To say nothing of...

#9. Can-Can, ten-hour version (I think my record is an hour and a quarter)

I should have included something by P. D. Q. Bach, but I couldn’t decide which.

NickMNS

3:26 am on Jun 6, 2020 (gmt 0)

WebmasterWorld Senior Member 10+ Year Member Top Contributors Of The Month



It's Friday.

Paraphrasing Gordon Gekko:
"Fridays are for wimps!"
Ok maybe it was lunch:
[youtube.com...]

YouTube! Really Youtube!
Most of your suggestions are really not my thing, but at a minimum if you are going to listen to the 1812 Overture, it needs to be on vinyl, on a good pressing, on a good system, and loud. Such that when the canons go the windows shake.

Let me add a few:
Ride of the Valkyries - I'm adding a youtube link reluctantly, just because the set by Robert Lepage on this production is stunning [youtube.com...] I own the blu-ray and the sound quality is quite good for digital, but I have an instrumental version on a Sheffield Labs direct to disc pressing, which is so much better.

Opera Overtures:
Verdi's Rigoletto
Rossini's Barber of Seville and William Tell (both bugs bunny favorites)

Another recording that I really like but have not found a decent copy of (at a decent price) is Gustav Holst's the Planet's.

But really on a hot muggy Friday night, I typically prefer Jazz.
Miles Davis, King of Blue
Bill Evan's, Waltz for Debbie,
Anything with Jack DeJohnette, Keith Jarret and Gary Peacock
and really so much more...

"Mon devoir m'appel" -> My duty my shovel, so back to work I go... I have bugs to kill!

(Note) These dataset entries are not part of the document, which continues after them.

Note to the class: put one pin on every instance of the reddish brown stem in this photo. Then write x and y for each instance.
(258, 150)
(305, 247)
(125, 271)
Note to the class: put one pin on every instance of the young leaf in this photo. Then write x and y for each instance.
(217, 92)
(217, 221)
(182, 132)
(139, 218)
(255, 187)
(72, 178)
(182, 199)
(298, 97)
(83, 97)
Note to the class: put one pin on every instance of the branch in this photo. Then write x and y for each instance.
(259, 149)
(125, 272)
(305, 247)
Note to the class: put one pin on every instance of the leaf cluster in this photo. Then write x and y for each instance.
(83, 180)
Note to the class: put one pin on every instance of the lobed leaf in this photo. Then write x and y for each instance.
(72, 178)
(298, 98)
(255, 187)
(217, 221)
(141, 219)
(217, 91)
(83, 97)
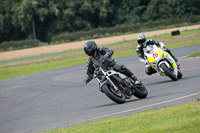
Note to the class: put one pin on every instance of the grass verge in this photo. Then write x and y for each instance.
(183, 118)
(11, 72)
(15, 71)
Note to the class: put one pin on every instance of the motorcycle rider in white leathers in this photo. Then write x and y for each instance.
(142, 44)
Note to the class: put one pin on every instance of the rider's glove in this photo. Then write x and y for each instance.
(145, 62)
(106, 56)
(88, 79)
(162, 45)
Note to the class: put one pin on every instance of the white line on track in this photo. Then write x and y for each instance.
(126, 111)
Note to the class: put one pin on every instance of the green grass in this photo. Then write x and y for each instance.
(11, 72)
(176, 119)
(196, 54)
(121, 44)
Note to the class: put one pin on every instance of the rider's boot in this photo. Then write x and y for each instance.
(171, 55)
(127, 72)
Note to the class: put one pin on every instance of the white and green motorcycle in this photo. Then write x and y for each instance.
(162, 62)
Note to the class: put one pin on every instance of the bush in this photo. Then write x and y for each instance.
(103, 32)
(13, 45)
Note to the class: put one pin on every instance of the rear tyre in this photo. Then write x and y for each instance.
(168, 72)
(116, 96)
(140, 91)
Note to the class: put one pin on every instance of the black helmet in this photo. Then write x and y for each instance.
(141, 38)
(90, 47)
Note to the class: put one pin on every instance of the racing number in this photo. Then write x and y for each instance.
(155, 55)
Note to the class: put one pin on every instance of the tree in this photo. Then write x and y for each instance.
(28, 12)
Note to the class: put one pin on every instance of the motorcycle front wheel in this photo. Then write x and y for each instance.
(168, 72)
(116, 96)
(140, 91)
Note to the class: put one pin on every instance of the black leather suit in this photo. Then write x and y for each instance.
(110, 62)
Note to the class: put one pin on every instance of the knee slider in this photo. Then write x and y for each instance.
(124, 68)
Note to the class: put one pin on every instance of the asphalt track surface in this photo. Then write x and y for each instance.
(59, 98)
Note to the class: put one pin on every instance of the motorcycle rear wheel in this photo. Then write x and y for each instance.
(117, 97)
(140, 91)
(168, 72)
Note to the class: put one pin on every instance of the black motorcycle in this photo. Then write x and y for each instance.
(117, 86)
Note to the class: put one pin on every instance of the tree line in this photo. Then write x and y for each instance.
(44, 19)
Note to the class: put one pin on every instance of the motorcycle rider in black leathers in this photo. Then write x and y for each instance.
(103, 55)
(142, 43)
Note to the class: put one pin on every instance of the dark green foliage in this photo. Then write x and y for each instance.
(67, 20)
(103, 32)
(5, 46)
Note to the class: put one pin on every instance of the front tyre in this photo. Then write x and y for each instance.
(140, 91)
(168, 72)
(116, 96)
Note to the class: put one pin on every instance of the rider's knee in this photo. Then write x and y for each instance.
(149, 71)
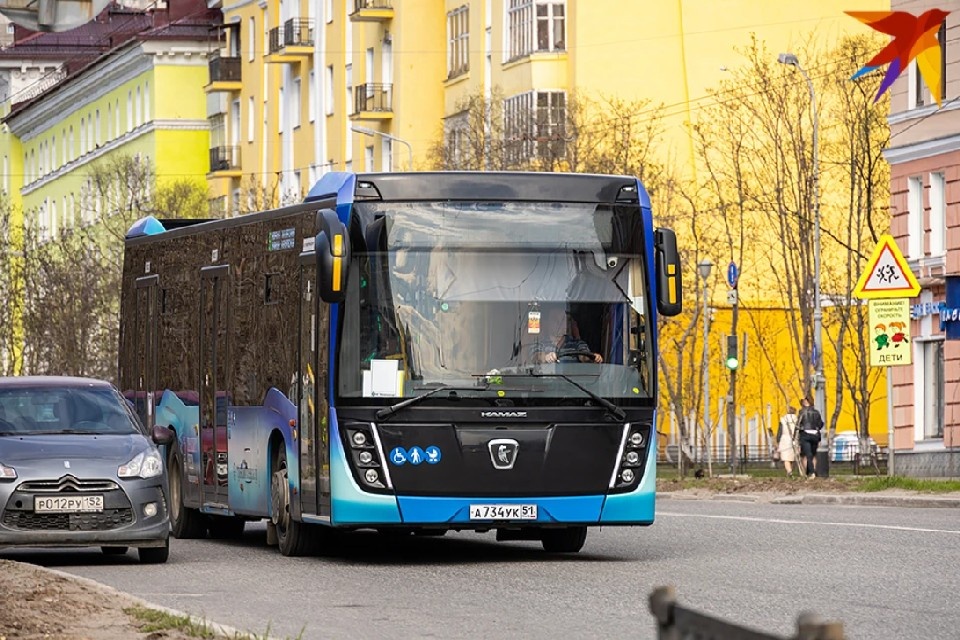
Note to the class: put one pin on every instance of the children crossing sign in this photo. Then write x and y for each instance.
(887, 274)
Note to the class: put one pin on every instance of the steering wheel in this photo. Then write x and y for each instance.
(573, 354)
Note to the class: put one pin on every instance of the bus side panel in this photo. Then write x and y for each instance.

Oh one more Firday night pick, for those that like a something more contemporary or even avant-garde. I've really been into Nils Frahm lately, here another youtube link.
[youtube.com...]
Live at the Montreux Jazz fest,

lucy24

3:58 am on Jun 6, 2020 (gmt 0)

WebmasterWorld Senior Member 10+ Year Member Top Contributors Of The Month



Ride of the Valkyries
One of the things I have to look up again and again because it refuses to stick in my mind is that it wasn’t Mark Twain who said Wagner isn’t as bad as he sounds, it was Bill Nye. (The 19th-century humorist, not the 20th-century science guy. Twain liked to quote him, with attribution.) Some years ago I worked on an ebook of The Flying Dutchman, which came with some snippets of musical score--I remember a rather glaring B-for-B-flat typo, or perhaps vice versa, that I had to check with a Knowledgeable Person, who in turn checked with her husband and came back with “No, even Wagner wouldn’t do that”--from which I learned that the melody we know as Lara’s Theme from Dr Zhivago did not originate in Hollywood.

And then there’s Sobre las Olas [youtube.com] by Juventino Rosas, in the perennial category of Melodies Everyone Knows (but nobody knows the name of).